The SHIF schedule of benefits provides for 80% reimbursement of health costs plus a supplementary benefit scheme. This system largely ensures that members are not unduly penalised by health cost inflation. However, the situation is different for benefits limited by a reimbursement ceiling. In this case, cost inflation leads to an ever-increasing gap between the ceiling and actual health costs, which penalises participants, especially pensioners, who cannot benefit from an increase in their pension.

In some cases, for example that of pensioners in Switzerland who have chosen to receive their pensions in local currency, there has been no uprating of pensions for four years because the benchmark inflation rate has remained too low. This has not been the case for the inflation rate of health costs over the same period.

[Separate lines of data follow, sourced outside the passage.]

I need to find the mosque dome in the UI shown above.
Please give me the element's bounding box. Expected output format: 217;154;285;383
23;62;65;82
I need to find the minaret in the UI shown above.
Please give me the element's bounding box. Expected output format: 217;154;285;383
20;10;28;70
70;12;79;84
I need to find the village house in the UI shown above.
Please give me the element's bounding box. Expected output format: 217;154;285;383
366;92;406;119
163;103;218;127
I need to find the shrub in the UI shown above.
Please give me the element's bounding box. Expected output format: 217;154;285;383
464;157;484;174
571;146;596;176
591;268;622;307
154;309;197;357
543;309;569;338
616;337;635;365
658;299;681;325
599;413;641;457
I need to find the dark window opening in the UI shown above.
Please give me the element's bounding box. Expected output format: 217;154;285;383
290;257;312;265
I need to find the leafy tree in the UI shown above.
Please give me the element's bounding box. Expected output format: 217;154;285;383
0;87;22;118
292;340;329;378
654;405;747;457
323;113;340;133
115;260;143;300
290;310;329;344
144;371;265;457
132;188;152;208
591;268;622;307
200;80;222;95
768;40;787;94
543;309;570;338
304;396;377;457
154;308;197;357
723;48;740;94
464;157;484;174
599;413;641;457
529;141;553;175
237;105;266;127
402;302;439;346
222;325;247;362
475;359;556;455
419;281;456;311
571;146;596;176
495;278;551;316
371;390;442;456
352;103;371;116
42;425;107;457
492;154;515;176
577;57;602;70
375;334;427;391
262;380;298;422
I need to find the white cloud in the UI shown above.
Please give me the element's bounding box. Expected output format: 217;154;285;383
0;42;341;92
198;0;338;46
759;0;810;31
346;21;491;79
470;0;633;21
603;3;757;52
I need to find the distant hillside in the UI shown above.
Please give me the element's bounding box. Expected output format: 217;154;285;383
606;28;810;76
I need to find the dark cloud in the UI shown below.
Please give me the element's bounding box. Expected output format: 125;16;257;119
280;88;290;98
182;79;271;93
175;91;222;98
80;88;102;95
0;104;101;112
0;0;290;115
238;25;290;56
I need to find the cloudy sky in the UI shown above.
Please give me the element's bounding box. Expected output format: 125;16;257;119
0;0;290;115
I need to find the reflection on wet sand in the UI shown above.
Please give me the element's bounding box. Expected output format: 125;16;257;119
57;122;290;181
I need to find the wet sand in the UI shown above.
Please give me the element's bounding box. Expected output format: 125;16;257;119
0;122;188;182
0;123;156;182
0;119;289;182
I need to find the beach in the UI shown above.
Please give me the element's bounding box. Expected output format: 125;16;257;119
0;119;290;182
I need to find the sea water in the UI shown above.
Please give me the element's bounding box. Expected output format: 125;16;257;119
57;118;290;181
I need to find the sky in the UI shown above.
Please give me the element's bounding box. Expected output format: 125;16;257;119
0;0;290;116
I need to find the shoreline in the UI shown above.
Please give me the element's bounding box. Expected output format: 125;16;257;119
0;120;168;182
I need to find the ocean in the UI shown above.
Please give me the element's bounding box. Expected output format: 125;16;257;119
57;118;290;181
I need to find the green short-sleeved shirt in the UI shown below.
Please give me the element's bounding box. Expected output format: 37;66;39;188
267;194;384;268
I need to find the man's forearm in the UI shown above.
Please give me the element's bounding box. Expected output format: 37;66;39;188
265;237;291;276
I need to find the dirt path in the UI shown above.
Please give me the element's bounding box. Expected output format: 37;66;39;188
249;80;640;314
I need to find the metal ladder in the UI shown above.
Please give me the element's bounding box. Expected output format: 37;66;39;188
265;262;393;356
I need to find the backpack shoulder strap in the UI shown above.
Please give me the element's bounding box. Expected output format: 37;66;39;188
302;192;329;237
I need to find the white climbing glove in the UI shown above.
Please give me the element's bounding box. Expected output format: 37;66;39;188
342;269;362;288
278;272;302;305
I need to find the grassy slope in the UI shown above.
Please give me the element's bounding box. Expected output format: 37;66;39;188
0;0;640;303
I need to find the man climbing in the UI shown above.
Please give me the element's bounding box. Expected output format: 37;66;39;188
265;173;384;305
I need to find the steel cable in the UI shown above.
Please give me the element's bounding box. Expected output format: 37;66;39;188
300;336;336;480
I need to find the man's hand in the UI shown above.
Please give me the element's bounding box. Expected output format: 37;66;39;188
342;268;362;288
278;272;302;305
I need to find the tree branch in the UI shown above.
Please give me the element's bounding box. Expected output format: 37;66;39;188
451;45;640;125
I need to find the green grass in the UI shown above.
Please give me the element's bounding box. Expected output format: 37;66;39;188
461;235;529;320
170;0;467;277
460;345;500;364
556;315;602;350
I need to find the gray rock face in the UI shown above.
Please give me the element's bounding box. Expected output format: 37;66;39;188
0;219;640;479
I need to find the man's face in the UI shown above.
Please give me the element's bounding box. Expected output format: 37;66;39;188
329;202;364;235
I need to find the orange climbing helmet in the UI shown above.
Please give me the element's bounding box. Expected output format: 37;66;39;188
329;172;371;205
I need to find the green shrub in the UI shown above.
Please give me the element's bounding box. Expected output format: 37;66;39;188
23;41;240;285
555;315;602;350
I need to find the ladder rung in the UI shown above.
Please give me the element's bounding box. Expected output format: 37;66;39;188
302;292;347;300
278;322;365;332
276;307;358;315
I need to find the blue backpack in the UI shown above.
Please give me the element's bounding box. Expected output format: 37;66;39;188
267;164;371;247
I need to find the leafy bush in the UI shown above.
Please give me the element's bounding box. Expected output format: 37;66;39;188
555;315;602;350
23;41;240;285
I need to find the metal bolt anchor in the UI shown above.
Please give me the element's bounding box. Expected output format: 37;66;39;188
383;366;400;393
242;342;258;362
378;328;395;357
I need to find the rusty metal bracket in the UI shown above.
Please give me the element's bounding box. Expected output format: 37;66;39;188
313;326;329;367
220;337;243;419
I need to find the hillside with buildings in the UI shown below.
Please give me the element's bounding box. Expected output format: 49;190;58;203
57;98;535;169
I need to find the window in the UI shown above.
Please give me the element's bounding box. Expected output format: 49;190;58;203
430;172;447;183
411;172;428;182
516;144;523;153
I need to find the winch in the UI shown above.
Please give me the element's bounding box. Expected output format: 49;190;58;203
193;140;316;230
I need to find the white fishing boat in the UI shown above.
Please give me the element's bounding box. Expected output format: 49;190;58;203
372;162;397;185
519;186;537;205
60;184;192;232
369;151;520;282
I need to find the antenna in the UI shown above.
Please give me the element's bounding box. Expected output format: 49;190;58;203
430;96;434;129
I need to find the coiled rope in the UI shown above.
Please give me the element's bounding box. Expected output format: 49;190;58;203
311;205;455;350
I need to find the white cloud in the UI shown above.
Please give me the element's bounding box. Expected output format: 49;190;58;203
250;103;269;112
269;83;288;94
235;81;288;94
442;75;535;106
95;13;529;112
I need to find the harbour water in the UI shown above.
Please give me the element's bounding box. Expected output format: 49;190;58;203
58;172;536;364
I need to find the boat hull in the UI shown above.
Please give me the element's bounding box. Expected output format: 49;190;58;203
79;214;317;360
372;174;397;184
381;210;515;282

A typical example is long-term care, particularly in institutions. In Switzerland, the basic rate in an EMS (care home) varies from 7,500 to 8,000 Swiss francs a month, to which is almost always added a monthly supplement of between 400 and 1,500 Swiss francs, depending on the resident’s level of dependency. There are thus appreciable expenses outstanding in relation to SHIF benefits, which are nevertheless quite substantial compared with other insurance schemes. On this point, still in Switzerland where many pensioners live, it should be noted that the authorities, for reasons of economy, no longer systematically seek to ensure that pensioners on retiring join the AVS (Old Age and Survivors’ Insurance) scheme and thereafter benefit from social assistance.

As the SHIF Management Committee did three years ago, a working group should in my view be tasked with updating the schedule of benefits’ current ceilings. Retired members of the Management Committee could usefully participate in this working group as could, if necessary, members of the Bureau of the Former Officials Section.

Thought should also be given to a more or less automatic system of annual updating of these ceilings in line with observed increases in expenditure in the relevant sectors. This would avoid having to raise the question of updating certain ceilings and benefits every few years, with varying degrees of difficulty.